Understanding Alignment in Multimodal LLMs: A Comprehensive Study

Elmira Amirloo,Jean-Philippe Fauconnier,Christoph Roesmann,Christian Kerl,Rinu Boney,Yusu Qian,Zirui Wang,Afshin Dehghan,Yinfei Yang,Zhe Gan,Peter Grasch

Preference alignment has become a crucial component in enhancing the performance of Large Language Models (LLMs), yet its impact in Multimodal Large Language Models (MLLMs) remains comparatively underexplored. Similar to language models, MLLMs for image understanding tasks encounter challenges like hallucination. In MLLMs, hallucination can occur not only by stating incorrect facts but also by producing responses that are inconsistent with the image content. A primary objective of alignment for MLLMs is to encourage these models to align responses more closely with image information. Recently, multiple works have introduced preference datasets for MLLMs and examined different alignment methods, including Direct Preference Optimization (DPO) and Proximal Policy Optimization (PPO). However, due to variations in datasets, base model types, and alignment methods, it remains unclear which specific elements contribute most significantly to the reported improvements in these works. In this paper, we independently analyze each aspect of preference alignment in MLLMs. We start by categorizing the alignment algorithms into two groups, offline (such as DPO), and online (such as online-DPO), and show that combining offline and online methods can improve the performance of the model in certain scenarios. We review a variety of published multimodal preference datasets and discuss how the details of their construction impact model performance. Based on these insights, we introduce a novel way of creating multimodal preference data called Bias-Driven Hallucination Sampling (BDHS) that needs neither additional annotation nor external models, and show that it can achieve competitive performance to previously published alignment work for multimodal models across a range of benchmarks.

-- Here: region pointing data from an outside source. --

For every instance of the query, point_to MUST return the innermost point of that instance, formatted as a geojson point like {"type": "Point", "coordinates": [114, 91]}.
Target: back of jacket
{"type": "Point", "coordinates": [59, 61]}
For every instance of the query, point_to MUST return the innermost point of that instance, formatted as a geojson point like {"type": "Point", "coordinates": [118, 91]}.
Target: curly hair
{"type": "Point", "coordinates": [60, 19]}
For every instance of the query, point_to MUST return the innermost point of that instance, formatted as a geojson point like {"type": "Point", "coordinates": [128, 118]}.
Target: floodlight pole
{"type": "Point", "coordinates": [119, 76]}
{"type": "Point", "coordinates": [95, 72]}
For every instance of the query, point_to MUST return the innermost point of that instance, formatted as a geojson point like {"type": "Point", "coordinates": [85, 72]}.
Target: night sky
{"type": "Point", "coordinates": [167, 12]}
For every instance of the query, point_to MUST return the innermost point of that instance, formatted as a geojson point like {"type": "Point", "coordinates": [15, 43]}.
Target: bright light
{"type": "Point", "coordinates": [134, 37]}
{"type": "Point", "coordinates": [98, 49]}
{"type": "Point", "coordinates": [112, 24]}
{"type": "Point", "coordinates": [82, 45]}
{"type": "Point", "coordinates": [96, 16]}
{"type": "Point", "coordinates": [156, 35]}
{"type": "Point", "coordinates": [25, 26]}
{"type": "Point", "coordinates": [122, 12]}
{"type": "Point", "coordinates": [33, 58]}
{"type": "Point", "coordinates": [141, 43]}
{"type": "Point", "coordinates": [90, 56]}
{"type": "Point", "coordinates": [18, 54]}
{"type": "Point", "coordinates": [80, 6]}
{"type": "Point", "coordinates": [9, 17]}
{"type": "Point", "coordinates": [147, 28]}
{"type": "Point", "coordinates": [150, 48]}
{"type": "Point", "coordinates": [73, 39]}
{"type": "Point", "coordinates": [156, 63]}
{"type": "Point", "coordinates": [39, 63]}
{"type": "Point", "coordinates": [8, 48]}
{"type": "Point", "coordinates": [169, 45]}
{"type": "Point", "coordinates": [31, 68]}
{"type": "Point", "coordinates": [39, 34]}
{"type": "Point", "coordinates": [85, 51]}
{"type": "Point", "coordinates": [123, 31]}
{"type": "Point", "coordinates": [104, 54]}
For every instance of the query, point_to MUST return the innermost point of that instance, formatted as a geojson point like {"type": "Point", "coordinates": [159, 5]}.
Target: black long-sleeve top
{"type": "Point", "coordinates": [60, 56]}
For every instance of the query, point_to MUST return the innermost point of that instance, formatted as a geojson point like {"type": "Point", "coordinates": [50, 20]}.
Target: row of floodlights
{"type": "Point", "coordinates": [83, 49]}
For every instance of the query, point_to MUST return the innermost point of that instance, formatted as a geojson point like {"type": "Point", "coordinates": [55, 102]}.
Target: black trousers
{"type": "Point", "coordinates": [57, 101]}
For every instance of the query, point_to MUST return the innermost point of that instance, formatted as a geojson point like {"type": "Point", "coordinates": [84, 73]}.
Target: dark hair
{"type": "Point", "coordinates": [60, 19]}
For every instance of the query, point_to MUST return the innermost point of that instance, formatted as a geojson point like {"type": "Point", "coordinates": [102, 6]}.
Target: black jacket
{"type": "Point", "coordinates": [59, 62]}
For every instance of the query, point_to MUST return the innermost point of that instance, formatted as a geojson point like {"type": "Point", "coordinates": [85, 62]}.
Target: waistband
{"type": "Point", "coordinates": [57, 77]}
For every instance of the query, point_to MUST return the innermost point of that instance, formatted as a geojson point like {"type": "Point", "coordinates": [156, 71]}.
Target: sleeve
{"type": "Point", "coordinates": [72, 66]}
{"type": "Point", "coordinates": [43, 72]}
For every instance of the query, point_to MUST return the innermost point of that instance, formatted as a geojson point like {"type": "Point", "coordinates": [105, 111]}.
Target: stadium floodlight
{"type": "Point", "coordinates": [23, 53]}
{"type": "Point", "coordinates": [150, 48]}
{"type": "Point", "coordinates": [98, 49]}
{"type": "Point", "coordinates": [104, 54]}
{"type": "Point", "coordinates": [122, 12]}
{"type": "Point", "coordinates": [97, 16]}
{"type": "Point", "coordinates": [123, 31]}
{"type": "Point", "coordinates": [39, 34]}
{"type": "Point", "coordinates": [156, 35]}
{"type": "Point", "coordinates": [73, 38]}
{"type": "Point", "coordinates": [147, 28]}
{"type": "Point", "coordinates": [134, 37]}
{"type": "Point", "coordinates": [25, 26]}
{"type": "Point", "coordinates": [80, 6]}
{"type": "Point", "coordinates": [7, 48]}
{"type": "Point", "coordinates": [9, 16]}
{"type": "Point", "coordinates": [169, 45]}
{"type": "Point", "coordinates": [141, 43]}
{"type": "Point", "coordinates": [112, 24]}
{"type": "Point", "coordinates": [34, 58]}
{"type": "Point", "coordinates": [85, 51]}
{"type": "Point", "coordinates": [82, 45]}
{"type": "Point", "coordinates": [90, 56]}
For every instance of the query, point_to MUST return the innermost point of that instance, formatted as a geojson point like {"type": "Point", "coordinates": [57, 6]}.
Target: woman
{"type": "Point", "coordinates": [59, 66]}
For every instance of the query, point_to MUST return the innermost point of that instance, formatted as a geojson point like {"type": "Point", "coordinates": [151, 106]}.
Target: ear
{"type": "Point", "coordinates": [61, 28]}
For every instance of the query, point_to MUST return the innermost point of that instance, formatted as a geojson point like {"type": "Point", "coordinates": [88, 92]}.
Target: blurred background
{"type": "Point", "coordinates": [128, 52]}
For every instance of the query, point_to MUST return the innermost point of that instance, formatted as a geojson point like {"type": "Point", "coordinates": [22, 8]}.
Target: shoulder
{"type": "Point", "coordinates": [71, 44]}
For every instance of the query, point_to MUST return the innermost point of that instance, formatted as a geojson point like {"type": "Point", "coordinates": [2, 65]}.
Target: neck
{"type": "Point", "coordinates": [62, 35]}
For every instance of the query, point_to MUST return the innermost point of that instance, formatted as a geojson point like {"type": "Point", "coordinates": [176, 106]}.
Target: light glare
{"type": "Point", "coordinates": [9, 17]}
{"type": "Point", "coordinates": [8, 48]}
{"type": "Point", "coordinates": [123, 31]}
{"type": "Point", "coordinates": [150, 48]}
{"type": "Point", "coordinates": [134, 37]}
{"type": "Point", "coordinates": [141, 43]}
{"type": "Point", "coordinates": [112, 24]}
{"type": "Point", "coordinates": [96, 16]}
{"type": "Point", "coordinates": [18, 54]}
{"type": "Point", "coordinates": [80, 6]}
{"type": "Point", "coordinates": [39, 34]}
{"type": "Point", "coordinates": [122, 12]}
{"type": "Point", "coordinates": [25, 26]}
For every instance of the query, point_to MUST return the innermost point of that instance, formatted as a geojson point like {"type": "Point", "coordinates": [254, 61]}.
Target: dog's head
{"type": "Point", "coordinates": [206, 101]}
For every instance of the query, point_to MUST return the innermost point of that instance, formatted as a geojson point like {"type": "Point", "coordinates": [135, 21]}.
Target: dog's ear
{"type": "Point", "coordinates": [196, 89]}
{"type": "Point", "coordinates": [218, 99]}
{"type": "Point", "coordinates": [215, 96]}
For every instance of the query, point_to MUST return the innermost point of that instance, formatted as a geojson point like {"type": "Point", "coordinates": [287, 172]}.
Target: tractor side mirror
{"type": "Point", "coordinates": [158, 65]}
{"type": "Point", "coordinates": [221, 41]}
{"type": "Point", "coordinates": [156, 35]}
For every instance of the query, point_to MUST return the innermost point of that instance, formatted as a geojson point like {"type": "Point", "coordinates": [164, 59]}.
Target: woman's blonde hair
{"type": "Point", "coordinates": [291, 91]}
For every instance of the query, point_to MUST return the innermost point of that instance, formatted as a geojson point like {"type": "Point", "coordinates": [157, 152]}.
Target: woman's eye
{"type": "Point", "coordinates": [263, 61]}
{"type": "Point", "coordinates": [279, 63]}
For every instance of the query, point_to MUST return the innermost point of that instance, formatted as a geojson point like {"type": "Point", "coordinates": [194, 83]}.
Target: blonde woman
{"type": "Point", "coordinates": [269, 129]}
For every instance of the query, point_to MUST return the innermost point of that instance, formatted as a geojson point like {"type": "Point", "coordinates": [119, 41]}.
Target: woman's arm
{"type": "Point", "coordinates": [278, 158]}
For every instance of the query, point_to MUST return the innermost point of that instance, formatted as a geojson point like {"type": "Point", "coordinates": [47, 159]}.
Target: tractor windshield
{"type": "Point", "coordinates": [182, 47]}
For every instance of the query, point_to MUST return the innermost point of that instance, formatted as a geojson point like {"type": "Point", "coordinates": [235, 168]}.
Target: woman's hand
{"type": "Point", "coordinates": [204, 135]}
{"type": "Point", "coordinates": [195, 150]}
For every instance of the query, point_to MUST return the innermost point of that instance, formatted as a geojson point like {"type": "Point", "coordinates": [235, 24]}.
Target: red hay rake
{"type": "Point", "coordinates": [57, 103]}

翻译：偏好对齐已成为提升大语言模型（LLMs）性能的关键组成部分，但其在多模态大语言模型（MLLMs）中的影响仍相对缺乏深入探索。与语言模型类似，用于图像理解任务的MLLMs面临着诸如幻觉等挑战。在MLLMs中，幻觉不仅可能表现为陈述错误事实，还可能产生与图像内容不一致的响应。MLLMs对齐的一个主要目标是促使这些模型生成的响应更紧密地与图像信息保持一致。近期，多项研究引入了针对MLLMs的偏好数据集，并考察了不同的对齐方法，包括直接偏好优化（DPO）和近端策略优化（PPO）。然而，由于数据集、基础模型类型和对齐方法存在差异，目前尚不清楚这些工作中报告的改进究竟主要归因于哪些具体因素。本文独立分析了MLLMs中偏好对齐的各个方面。我们首先将对齐算法分为离线（如DPO）和在线（如在线DPO）两类，并证明在某些场景下结合离线和在线方法可以提升模型性能。我们回顾了多种已发布的多模态偏好数据集，并讨论了其构建细节如何影响模型表现。基于这些见解，我们提出了一种创建多模态偏好数据的新方法，称为偏置驱动幻觉采样（BDHS）。该方法既不需要额外标注，也无需借助外部模型，实验表明其在多项基准测试中能够达到与先前发布的多模态模型对齐工作相竞争的性能水平。